Et, en plus, il faisait froid. J’ai fini de fumer ma cigarette, puis je l’ai jetée sur la chaussée, juste sous la roue avant d’un camion qui passait. J’ai relevé le col de mon veston et je me suis mis à arpenter la rue. J’ai regardé les vitrines des magasins, les unes après les autres. Devant un étalage de chaussures, il y avait une vendeuse.

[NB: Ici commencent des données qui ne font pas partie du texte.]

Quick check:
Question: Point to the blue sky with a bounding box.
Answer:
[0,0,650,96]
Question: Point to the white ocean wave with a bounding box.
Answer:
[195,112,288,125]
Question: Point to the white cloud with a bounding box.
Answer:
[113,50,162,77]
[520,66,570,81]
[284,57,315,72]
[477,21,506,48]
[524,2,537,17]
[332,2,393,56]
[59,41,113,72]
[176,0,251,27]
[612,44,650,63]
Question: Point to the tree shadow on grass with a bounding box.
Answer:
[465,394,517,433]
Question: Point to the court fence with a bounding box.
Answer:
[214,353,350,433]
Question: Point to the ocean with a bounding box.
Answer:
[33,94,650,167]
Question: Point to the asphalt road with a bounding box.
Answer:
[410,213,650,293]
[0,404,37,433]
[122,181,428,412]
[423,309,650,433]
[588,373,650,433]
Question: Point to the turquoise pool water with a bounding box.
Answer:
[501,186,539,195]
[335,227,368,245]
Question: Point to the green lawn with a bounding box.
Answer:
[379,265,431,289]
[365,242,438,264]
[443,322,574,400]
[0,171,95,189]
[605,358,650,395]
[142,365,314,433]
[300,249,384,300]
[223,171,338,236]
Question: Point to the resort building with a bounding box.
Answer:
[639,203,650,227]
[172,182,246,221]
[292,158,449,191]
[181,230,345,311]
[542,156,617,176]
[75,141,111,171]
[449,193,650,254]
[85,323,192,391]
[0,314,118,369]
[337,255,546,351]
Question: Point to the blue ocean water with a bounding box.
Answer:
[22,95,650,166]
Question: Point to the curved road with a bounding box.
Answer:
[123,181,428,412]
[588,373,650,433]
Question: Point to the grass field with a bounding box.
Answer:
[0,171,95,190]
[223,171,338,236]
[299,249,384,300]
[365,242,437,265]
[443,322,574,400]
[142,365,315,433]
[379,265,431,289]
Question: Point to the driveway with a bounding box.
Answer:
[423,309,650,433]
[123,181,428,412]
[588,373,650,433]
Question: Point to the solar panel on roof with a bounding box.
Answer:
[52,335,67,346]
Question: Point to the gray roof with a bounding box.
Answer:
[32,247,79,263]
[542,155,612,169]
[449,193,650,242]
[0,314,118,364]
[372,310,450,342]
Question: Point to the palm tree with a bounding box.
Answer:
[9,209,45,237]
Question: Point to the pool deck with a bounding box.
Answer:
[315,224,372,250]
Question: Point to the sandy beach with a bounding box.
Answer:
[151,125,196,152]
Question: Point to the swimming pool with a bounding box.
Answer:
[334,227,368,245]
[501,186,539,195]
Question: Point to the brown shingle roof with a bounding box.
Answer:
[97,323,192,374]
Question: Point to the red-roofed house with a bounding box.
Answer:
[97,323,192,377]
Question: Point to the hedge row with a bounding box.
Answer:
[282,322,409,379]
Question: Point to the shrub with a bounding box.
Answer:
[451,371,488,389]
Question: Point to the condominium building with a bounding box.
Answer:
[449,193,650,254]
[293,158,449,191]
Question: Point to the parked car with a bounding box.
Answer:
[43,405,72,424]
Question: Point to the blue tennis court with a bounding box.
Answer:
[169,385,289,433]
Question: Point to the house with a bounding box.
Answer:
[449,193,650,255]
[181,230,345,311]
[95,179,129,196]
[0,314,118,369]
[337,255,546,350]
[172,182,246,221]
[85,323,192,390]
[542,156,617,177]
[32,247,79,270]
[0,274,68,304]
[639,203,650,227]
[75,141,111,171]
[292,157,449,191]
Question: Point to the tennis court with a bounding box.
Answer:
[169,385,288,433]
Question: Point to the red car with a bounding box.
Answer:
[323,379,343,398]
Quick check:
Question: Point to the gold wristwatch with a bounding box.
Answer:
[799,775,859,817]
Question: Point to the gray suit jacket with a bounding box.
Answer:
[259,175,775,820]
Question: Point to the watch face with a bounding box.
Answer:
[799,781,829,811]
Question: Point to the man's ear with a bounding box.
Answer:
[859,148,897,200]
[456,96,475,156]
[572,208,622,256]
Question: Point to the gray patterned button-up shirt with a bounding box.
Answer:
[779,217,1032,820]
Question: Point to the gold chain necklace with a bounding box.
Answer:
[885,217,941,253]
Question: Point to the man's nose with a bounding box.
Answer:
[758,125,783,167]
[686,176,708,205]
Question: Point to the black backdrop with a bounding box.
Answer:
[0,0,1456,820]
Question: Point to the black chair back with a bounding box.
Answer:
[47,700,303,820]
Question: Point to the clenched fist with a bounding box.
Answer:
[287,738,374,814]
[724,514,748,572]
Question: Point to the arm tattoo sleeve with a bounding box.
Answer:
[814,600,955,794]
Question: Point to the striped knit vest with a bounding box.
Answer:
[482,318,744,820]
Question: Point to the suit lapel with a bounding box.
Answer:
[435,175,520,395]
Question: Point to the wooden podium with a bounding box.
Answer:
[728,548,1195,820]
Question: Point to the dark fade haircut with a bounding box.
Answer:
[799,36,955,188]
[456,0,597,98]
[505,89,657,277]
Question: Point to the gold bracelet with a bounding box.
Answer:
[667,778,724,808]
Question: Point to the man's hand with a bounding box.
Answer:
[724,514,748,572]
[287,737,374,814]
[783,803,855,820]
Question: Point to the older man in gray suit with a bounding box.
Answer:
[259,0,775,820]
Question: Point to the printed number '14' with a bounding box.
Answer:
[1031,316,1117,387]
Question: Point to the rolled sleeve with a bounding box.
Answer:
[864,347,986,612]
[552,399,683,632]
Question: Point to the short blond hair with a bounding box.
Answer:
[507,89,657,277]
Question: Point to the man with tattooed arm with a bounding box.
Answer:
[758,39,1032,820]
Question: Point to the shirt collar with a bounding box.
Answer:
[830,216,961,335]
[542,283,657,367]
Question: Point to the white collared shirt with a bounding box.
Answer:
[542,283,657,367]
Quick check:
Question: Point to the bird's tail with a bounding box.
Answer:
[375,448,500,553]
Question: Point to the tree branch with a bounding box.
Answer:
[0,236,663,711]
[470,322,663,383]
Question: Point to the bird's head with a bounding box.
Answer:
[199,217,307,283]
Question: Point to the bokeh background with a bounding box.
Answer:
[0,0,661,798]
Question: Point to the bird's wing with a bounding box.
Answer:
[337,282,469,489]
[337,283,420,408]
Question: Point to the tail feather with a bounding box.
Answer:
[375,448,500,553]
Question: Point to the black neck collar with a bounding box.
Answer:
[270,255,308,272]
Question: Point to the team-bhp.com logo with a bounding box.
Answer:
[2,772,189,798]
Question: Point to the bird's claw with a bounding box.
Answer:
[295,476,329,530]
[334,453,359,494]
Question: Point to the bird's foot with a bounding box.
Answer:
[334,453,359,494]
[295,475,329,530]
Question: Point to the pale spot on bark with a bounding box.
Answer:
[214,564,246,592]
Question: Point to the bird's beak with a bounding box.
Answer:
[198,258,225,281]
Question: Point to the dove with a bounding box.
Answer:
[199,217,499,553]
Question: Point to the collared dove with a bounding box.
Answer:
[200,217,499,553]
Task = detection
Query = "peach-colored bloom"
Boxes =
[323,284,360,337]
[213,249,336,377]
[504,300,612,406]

Pour dire quelque chose, je lui ai demandé :
« Combien elles font, les pantoufles ? »
« Les fourrées ? »
« Oui. »
« Quinze francs. »
« Merci. »
J’ai fait ainsi six fois le tour du pâté de maisons. À la sixième, je connaissais presque tout : les 2 cafés, dont 1 bureau de tabacs + la droguerie + 1 marchand de chaussures + 10 réverbères verdâtres + poste de police et objets trouvés + 1 magasin de céramiques de l’Étoile + chaussures André + 56 voitures en stationnement + 11 scooters + 7 bicyclettes + 1 vélosolex + pharmacie de l’angle + 1 magasin de la Guilde + gaines et soutiens-gorge + marchand de journaux et librairie + les affiches + 1 horlogerie-bijouterie Masséna + 1 réparation du trottoir, près de l’angle sud + vins gros mi-gros + boutique de coiffeur + 1 guichet de la Loterie Nationale + « Florence » de Paris + 1 tout-à-1 franc + opticien + l’autre coiffeur hommes-dames + Jean Leclerc chirurgien-dentiste + 1 pâtisserie + l’entrée du garage, noire et crasseuse + « Automatic » + 1 magasin Singer + portes + rez-de-chaussée + fenêtres à barreaux + graffiti + taches + défense de stationner + les sonnettes + thé Lipton + 1 mendiant assis par terre + fenêtres + fenêtres + fenêtres, toutes ces ouvertures et toutes ces excavations à ras de terre qui trouaient les murs de tous côtés ; à la sixième fois, donc, j’ai dû m’arrêter ; j’aurais bien continué comme ça, durant des heures, ou davantage ; mais les agents en faction devant l’entrée du Poste de Police commençaient à me regarder d’un drôle d’air, et j’ai pensé qu’il valait mieux ne plus repasser devant eux.